According to the Rape, Abuse & Incest National Network (RAINN), 11.2 percent of all college students, including undergraduates and graduates, experience “rape or sexual assault through force, violence, and incapacitation.” Only one out of five female victims in college report their sexual assault to law enforcement. And of the male college victims? RAINN doesn’t mention it. This exclusion could mean one of two things: Either RAINN, a respected institution, tried to get the data, but so few raped men came forward to warrant statistical inclusion; or, it didn’t try to get the data at all.
Regardless, both cases imply that male rapes are so stigmatized and misunderstood that either raped college men are unwilling to come forward, or that RAINN doesn’t see a worthy duty in soliciting those men for thorough research. Both cases, in other words, point to a grander theme—an intense societal stigma and ignorance of male rape victims.
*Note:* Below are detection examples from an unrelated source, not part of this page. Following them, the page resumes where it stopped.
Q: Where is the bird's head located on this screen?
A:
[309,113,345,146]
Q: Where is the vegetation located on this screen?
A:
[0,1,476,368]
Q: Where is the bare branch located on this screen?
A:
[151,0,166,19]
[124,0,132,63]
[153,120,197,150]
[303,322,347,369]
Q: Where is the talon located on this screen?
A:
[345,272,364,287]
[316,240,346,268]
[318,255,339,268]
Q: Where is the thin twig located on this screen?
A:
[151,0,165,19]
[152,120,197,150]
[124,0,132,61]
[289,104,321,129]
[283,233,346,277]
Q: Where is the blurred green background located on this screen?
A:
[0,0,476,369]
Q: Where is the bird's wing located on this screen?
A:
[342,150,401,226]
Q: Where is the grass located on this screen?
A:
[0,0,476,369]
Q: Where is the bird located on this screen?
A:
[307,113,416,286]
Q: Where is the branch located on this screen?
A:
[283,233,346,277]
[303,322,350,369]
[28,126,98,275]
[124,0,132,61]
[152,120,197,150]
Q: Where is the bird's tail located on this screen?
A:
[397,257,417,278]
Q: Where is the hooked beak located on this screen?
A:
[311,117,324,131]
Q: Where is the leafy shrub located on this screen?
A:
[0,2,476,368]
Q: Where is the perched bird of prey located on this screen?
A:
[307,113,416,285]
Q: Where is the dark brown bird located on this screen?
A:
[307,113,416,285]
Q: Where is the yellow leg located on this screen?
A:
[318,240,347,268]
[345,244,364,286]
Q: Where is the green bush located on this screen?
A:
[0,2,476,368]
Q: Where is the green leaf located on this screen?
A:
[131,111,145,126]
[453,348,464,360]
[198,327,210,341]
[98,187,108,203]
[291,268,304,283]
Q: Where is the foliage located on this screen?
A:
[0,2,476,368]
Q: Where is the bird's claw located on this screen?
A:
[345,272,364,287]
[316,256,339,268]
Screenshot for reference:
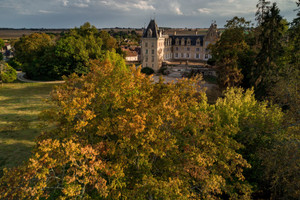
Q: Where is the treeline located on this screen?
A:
[211,0,300,107]
[14,23,117,80]
[0,0,300,200]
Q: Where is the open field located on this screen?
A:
[0,83,55,170]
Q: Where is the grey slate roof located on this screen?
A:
[143,19,158,38]
[170,35,204,46]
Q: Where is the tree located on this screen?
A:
[0,38,4,61]
[255,0,271,26]
[14,22,117,80]
[211,17,251,88]
[252,3,285,98]
[0,53,251,199]
[14,33,56,79]
[0,61,17,83]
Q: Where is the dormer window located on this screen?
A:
[181,38,184,46]
[186,38,191,45]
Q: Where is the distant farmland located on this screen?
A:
[0,29,69,39]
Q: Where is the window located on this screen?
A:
[187,39,191,45]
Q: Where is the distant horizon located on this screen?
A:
[0,0,296,29]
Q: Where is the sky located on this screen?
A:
[0,0,296,28]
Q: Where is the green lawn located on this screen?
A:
[0,83,55,170]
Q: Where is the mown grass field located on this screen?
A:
[0,83,55,171]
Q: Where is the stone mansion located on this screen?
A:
[141,19,219,71]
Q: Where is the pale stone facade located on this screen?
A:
[141,20,219,71]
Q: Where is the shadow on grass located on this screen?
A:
[0,142,34,173]
[0,113,38,122]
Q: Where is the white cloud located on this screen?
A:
[198,8,212,14]
[171,2,183,15]
[61,0,69,6]
[100,0,155,11]
[74,3,89,8]
[39,10,54,14]
[133,1,155,10]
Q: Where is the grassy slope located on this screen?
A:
[0,83,54,170]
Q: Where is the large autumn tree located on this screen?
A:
[0,53,251,199]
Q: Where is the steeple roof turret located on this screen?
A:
[143,19,159,38]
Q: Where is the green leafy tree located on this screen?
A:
[211,17,251,88]
[252,3,286,98]
[14,33,54,79]
[0,61,17,83]
[0,38,4,61]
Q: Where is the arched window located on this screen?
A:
[186,38,191,45]
[181,38,185,46]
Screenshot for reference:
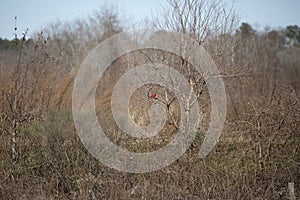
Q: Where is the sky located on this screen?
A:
[0,0,300,39]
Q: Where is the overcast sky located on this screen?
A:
[0,0,300,39]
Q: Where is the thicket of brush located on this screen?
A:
[0,0,300,199]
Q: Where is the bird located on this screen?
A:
[150,92,157,99]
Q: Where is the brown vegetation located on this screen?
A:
[0,0,300,199]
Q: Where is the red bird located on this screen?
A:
[150,92,157,99]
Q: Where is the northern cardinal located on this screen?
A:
[150,92,157,99]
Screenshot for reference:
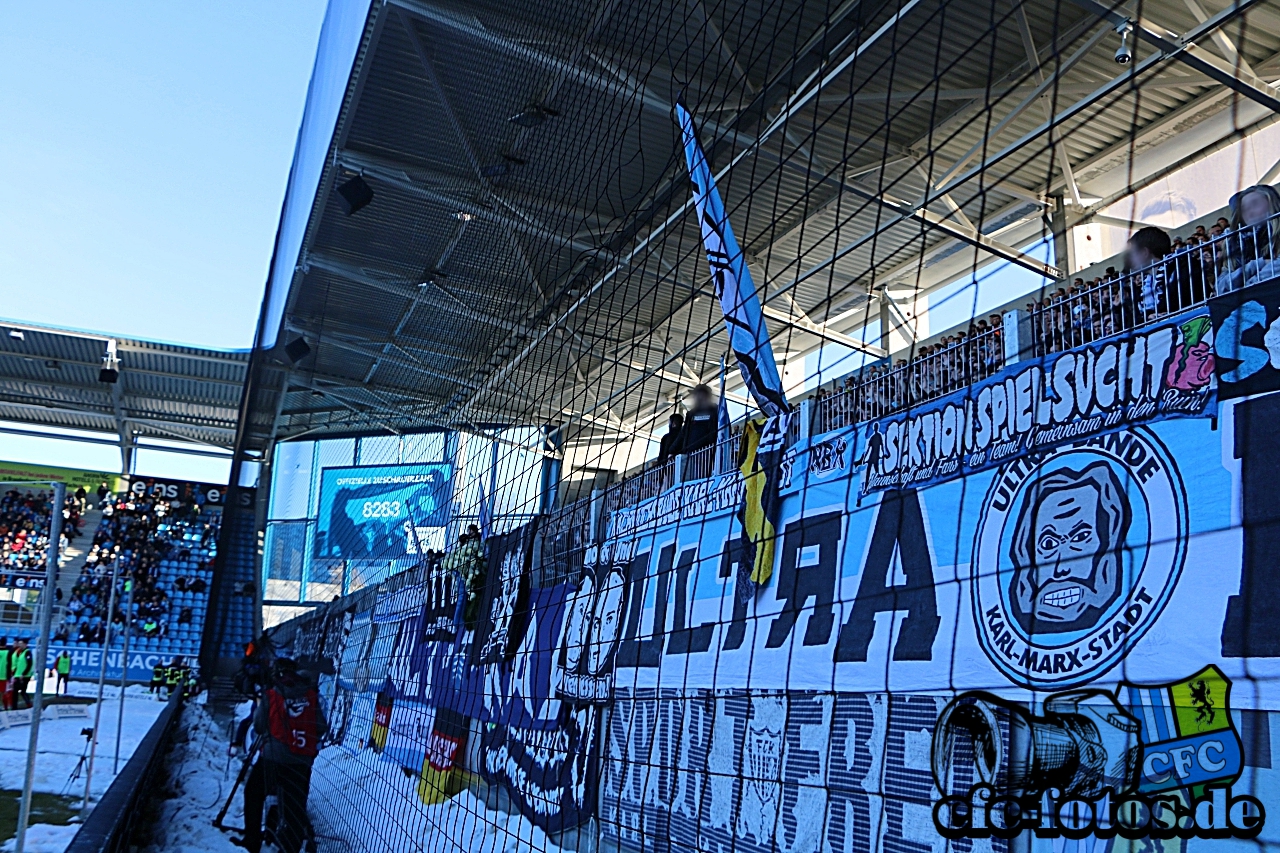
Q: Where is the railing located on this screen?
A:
[65,690,183,853]
[812,325,1005,434]
[580,208,1280,530]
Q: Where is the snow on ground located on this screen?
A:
[310,747,561,853]
[147,706,244,853]
[0,824,79,853]
[0,684,164,802]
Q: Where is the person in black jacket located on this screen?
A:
[677,386,719,453]
[232,657,329,853]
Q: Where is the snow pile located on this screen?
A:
[141,704,244,853]
[0,685,164,802]
[0,824,79,853]
[310,748,561,853]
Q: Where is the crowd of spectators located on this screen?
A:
[0,489,83,574]
[813,314,1005,432]
[55,494,218,643]
[814,186,1280,432]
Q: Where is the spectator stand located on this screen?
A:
[586,202,1280,527]
[0,484,85,640]
[54,483,221,679]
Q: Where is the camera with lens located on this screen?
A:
[1116,20,1133,65]
[932,690,1142,797]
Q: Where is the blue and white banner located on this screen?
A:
[676,104,790,418]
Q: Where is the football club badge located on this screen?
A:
[1117,666,1244,795]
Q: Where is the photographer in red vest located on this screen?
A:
[234,657,329,853]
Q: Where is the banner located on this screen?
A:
[598,308,1280,708]
[315,465,453,560]
[480,584,599,833]
[47,642,195,683]
[1196,279,1280,400]
[472,521,536,665]
[856,311,1217,494]
[122,475,236,507]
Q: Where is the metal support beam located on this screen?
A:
[760,305,884,359]
[337,149,604,255]
[1014,3,1083,207]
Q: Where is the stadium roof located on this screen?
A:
[232,0,1280,458]
[0,320,250,466]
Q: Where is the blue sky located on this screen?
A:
[0,0,325,483]
[0,0,325,347]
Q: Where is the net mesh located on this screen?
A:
[247,0,1280,852]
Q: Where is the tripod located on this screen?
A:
[63,729,93,797]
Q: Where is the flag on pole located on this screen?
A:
[676,104,791,594]
[716,356,733,473]
[480,482,493,540]
[676,104,791,418]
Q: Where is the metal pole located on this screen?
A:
[14,483,67,853]
[111,574,136,774]
[81,557,120,820]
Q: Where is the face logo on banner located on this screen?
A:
[972,428,1187,688]
[480,549,525,661]
[552,540,635,702]
[932,666,1266,839]
[737,697,787,844]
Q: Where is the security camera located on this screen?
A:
[1116,20,1133,65]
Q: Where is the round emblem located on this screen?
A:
[970,428,1187,689]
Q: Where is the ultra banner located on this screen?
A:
[596,302,1280,707]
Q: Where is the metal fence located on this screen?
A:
[65,690,183,853]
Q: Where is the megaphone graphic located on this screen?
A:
[932,690,1142,797]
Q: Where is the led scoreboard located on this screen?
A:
[315,465,453,560]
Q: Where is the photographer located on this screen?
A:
[10,639,36,708]
[233,658,329,853]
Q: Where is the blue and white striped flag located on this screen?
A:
[676,104,791,418]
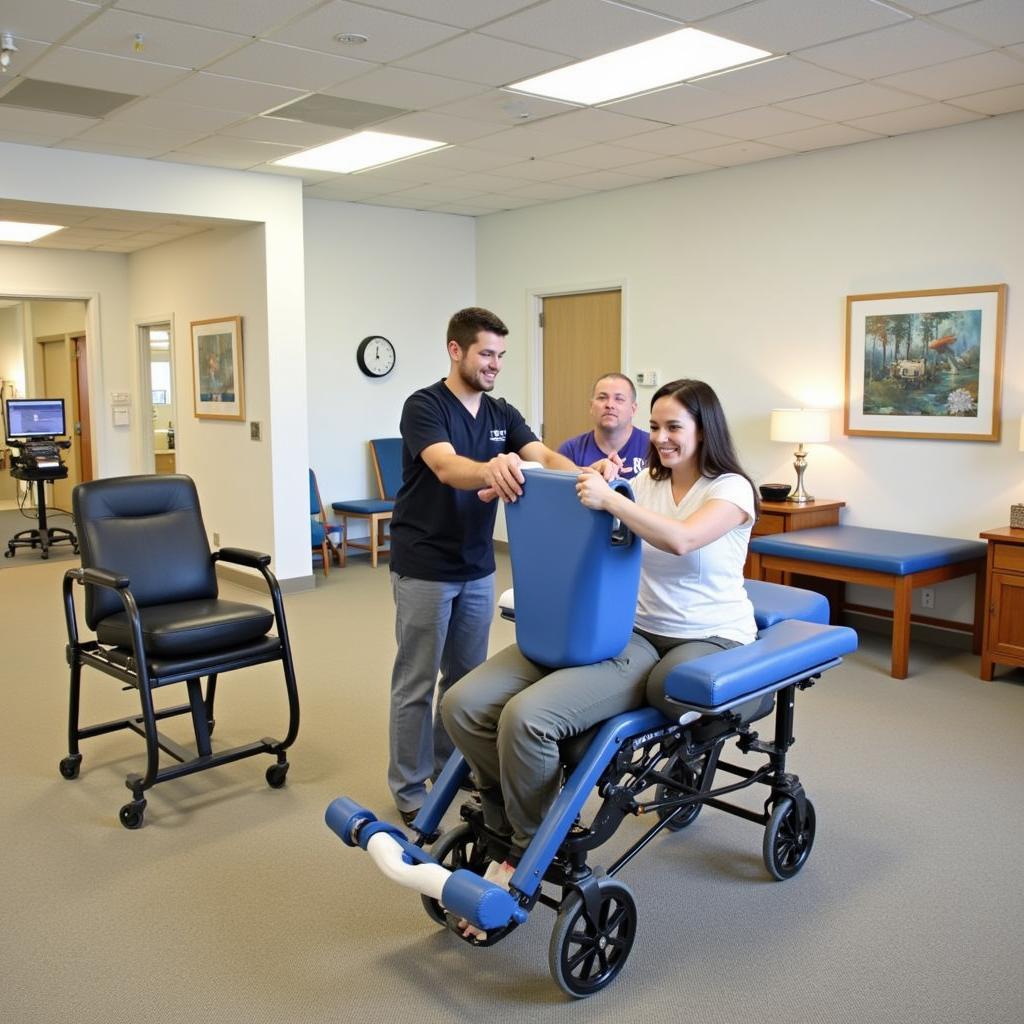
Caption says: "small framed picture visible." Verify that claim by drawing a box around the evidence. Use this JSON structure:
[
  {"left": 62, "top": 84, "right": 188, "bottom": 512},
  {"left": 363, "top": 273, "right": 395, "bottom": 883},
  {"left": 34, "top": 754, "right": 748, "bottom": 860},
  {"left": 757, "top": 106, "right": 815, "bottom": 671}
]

Undoubtedly, rape has always been a gendered issue, with feminism playing a large role in bringing the issue of rape into a new public light. For almost forty years, partly in thanks to Susan Brownmiller and her seminal 1975 book “Against Our Will,” the word “rape” no longer connotes a lust-based sexual act, but one that is criminally violent and power-centric.
And, as radical feminism began to bud from its more liberal parentage, it helped raise awareness that the violence inherent in rape was not just an issue in and of itself, but rather something that existed within a societal construct traditionally scarred by a deep prejudice against women. But the mission of radical feminism, though laudable, had an unfortunate consequence. It helped further to cement the age-old idea that rape is an only female problem.
In fact, the definition of the word “rape” has a history skewed against men. Since the 1930s, the FBI defined rape as “the carnal knowledge of a female forcibly and against her will.” This definition explicitly restricted rapes to apply to only females, and, for a long time, local governments excluded male rapes when reporting to the FBI.
For example, in 2010, Chicago, recorded 86,767 cases of rape, but used a broader definition of rape, so the FBI left out Chicago’s statistics. Localities began to complain, and, in 2012, the FBI finally changed its outdated definition of rape to “the penetration, no matter how slight, of the vagina or anus with any body part or object, or oral penetration by a sex organ of another person, without the consent of the victim.” Only recently did the FBI officially lift “rape” as a term exclusive to women.
The FBI had excluded data that didn’t fit its already-prejudiced view of rape, and thus misrepresented its statistics on rape in general. But the danger of holding such preconceived notions goes deeper; it hides the actual truth about the prevalence of male rape.
In their lucid 2014 study, Lara Stemple and Ilan Meyer looked into five federal surveys from the FBI, the Bureau of Justice and the Centers for Disease Control and Prevention (CDC). They found that the CDC, in its 2010 survey, reported that 1,270,000 women were raped, and presented its findings that suggested women are disproportionately affected by sexual violence. But the CDC put male’s nonconsensual sex (“being made to penetrate”) in a separate category marked as “Other sexual violence.” When taking this into account, the number of raped women and of men forced to penetrate are nearly equal: 1,270,000 and 1,267,000, respectively.
If feminism is truly about the equality of both sexes, and not the mere promotion of one, then its followers should realize that the violence and power inherent in rape can victimize both men and women. But claiming a cause for equality, while framing certain issues as purely feminine, like rape and sexual assault, has the same effect as claiming a cause for only women; both don’t recognize the possibility that a prejudice against men, not just of women, could also be tipping the balance.
As Joss Truitt from “Feministing” points out, sexual violence doesn’t fit the standard narrative of feminism, and challenges the habit of forming two boxes—men who represent power and women who are the oppressed—that make it harder for other survivors, including men, trans women, genderqueer and other gender non-conforming, to fit in.
College campuses, where the cowardly “rape culture” is most invasive, need feminists to stand up for both female and male rapes. By remembering the male victims, college feminists can send a powerful message to today’s youth that rape is, and has always been, a violent and power-centric act that is indiscriminate of gender, and that they aim to fight not against a particular masculine hegemony, but truly for the equality of both sexes.